His method, Radical Emotional Acceptance, flies in the face of mainstream advice. But it works, and it’s definitely worth learning, because it helps you acknowledge, accept, interpret, and act on your emotions instead of lashing out or withdrawing.
You can’t tell a book by its cover, but this book caught me at first sight. I mean, who isn’t intrigued by the title.
And it doesn’t disappoint. Give a F*ck, Actually is a light-hearted, fun dive into a relatively serious topic.
If you’re offended by the title, be aware, “f*ck” is sprinkled liberally throughout the book. After all, “giving a f*ck” is what it’s about. As Wills says in the introduction, “Your f*cks, in aggregate, give you insight into the desires, preferences, and values that form your sense of self.”
I like that the objective of this book is to help you find your true self. He wants you to get in touch with your inner Yoda, stop feeling like a victim, and stop putting up with everyone’s B.S.
I agree with Wills that we lose touch with ourselves as we navigate life, relationships, and disappointments. By not dealing with emotions, we deny our own sense of reality, making it harder and harder to manage them in the future.
But he makes it clear there are no shortcuts. The only way to let go of our emotional baggage is to lean into it. You must honor your feelings and let yourself experience them.
“Since there’s no such thing as controlling your f*ucks, isn’t it better — dare I say, more efficient — to feel the f*ck fully and move on, rather than get stuck in a fuck-denying cycle?”
Luckily, Wills doesn’t just tell you to feel your emotions, he gives you some practical exercises for doing so.
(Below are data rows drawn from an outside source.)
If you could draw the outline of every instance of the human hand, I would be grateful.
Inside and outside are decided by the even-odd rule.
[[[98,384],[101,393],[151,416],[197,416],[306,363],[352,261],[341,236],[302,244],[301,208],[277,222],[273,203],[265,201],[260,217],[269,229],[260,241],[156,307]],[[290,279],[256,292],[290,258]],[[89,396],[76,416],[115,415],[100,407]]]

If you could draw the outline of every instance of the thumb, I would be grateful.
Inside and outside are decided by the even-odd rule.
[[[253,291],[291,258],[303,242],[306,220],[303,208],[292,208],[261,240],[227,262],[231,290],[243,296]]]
My favorite: replay the situation as a movie. (Cue the light bulb over my head!)
This is incredibly freeing, because a movie isn’t worth watching if there’s no conflict. The hero must experience an epic struggle. And watching your life story from the outside-in, you gain some objectivity. You can interpret your actions, gather emotional data, and decide what your next steps should be.
According to Wills, when you do that, you’ll stop battling with reality. You can be grateful for life’s difficult moments because they helped you grow. You’ll also be empowered to stand up for yourself, say what needs to be said, and do what needs to be done.
That makes you the hero of your own life. And that’s what it’s all about.
Read This. Period.
As I read this book, I kept visualizing scenes from my own life. It all made sense. Wills’ advice and stories rang true.
Then, after finishing the book, when I was talking with friends, I could feel the emotional undercurrent in our conversation. I held up the book and said simply, “Read this.”
That’s my advice to you too. Whoever you are, whatever you’ve gone through or will go through, this little book can help. Don’t pass go, and don’t collect $200 until you read it. You’ll have a few laughs and learn a few things. And it could change your life.